愛され聖女は片恋を厭う(宝玉九姫の生存遊戯1)
「いいえ。お気に病まないで下さい。お母様には、私達の心配をするより、ゆっくりと休んで早くお元気になって頂かなくては……。あ、そうでした、今日はお母様のために、素敵なお見舞いを連れて来たのですよ。はい、どうぞ」
「え?あら、ジーナ」
膝の上に猫を受け取り、イーリスは瞳を輝かせる。その様子に、シャーリィも嬉しくなる。

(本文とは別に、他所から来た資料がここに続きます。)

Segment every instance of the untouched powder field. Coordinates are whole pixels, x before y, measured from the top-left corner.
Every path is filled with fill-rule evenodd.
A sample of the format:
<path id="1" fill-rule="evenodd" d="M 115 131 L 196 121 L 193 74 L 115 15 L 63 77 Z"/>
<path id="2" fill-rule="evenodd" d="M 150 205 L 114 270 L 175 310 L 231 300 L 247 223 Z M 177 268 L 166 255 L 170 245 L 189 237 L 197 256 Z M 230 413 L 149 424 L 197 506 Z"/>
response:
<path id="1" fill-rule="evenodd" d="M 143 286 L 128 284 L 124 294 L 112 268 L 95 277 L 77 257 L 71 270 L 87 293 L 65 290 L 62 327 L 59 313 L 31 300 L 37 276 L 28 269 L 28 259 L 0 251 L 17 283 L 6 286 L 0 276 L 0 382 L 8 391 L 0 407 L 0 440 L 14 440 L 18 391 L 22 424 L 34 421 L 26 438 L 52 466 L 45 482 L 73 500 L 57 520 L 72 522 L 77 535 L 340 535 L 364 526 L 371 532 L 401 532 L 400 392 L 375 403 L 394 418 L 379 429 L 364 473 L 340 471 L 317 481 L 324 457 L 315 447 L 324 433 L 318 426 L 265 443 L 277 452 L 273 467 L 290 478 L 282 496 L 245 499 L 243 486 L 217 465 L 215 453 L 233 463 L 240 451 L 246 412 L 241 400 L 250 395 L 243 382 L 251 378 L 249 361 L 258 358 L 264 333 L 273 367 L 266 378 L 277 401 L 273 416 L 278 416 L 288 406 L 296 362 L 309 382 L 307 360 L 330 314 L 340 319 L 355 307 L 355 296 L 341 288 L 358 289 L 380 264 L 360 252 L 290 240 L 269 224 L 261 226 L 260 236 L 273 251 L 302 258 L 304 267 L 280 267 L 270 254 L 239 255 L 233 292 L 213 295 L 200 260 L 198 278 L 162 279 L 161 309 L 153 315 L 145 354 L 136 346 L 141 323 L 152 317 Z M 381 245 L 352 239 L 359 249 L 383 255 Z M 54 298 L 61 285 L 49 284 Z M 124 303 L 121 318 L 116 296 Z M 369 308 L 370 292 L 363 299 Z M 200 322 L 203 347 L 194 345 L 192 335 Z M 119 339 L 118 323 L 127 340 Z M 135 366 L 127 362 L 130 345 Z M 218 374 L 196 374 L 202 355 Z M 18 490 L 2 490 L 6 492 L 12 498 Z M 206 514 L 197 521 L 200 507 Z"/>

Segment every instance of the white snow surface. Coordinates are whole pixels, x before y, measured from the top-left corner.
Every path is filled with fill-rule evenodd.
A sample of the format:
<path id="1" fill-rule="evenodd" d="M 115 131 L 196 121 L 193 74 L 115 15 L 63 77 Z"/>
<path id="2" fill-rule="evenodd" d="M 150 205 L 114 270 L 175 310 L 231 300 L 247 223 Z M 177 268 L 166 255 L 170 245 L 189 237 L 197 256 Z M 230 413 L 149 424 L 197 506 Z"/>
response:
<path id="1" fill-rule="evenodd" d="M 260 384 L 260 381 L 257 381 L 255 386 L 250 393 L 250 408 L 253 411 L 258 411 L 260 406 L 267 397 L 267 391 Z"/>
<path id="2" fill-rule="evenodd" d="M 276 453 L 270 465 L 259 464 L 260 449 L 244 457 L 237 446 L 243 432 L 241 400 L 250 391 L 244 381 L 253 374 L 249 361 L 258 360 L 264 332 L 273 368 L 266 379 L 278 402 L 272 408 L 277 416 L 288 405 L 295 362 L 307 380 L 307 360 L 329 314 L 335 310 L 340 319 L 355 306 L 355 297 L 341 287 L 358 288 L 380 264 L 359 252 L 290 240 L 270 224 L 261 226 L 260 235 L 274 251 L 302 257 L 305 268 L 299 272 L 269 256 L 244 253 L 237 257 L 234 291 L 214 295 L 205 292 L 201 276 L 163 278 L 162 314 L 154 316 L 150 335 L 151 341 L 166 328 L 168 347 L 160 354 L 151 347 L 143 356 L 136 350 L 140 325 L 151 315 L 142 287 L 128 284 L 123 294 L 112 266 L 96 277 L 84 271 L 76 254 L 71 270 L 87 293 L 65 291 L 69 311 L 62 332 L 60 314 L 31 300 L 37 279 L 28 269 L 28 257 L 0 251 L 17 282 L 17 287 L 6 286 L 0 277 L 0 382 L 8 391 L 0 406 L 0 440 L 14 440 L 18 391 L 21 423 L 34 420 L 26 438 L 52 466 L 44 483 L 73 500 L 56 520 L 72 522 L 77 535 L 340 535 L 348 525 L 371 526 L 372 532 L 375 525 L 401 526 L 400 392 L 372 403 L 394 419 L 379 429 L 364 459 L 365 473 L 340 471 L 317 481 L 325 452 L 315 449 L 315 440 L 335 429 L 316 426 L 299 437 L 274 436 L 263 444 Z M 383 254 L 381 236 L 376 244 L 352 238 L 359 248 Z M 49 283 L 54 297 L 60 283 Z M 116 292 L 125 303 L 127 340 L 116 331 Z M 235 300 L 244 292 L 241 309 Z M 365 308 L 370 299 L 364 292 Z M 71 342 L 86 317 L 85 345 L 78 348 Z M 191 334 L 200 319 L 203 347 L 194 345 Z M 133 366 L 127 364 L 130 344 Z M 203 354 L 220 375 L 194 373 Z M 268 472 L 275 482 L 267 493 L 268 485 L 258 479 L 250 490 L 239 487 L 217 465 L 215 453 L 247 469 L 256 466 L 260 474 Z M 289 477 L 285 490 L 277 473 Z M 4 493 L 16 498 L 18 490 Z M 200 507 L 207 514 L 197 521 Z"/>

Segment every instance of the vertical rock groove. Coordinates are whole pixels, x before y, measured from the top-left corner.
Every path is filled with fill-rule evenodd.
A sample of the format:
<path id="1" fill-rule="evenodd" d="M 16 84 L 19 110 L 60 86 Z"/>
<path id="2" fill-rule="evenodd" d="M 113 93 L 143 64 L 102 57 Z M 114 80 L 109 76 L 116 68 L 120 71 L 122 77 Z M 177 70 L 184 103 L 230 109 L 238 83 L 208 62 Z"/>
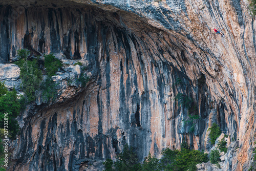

母はいつも、今にも消えてしまいなほど儚げに見えて、シャーリィは会うたびに不安になる。
この部屋に籠もり、母につきっきりでいる父の気持ちも、シャーリィには分からないではなかった。
「シャーリィ、私が床についてから、リヒトシュライフェに何も変事はありませんか?エンヨウとの国境に変化は?部屋に籠もってばかりでは、外のことが何も分からなくて……」
ジーナの背を指で優しく撫でながら、イーリスが問う。
身体が弱く、公務は滅多にできないものの、彼女は国のことを真剣に案じる、誠実な王妃だった。
「いいえ。何も。お兄様が立派に政務をこなされてますもの。エンヨウも、今は表面上、何もしてきていませんし」
「そうですか。安心しました」
イーリスは、ほっと安堵の息をつき、それからふっと表情を変えた。
「そう言えば、ルードルフ達の状況に、何か変化はありましたか?」
母の口から出たその名に、シャーリィはわずかに身構える。
それは、イーリスの妹……すなわちシャーリィの叔母と、かつてイーリスの想い人だったという男との間に生まれた、一人息子。シャーリィと同い年の従弟の名だった。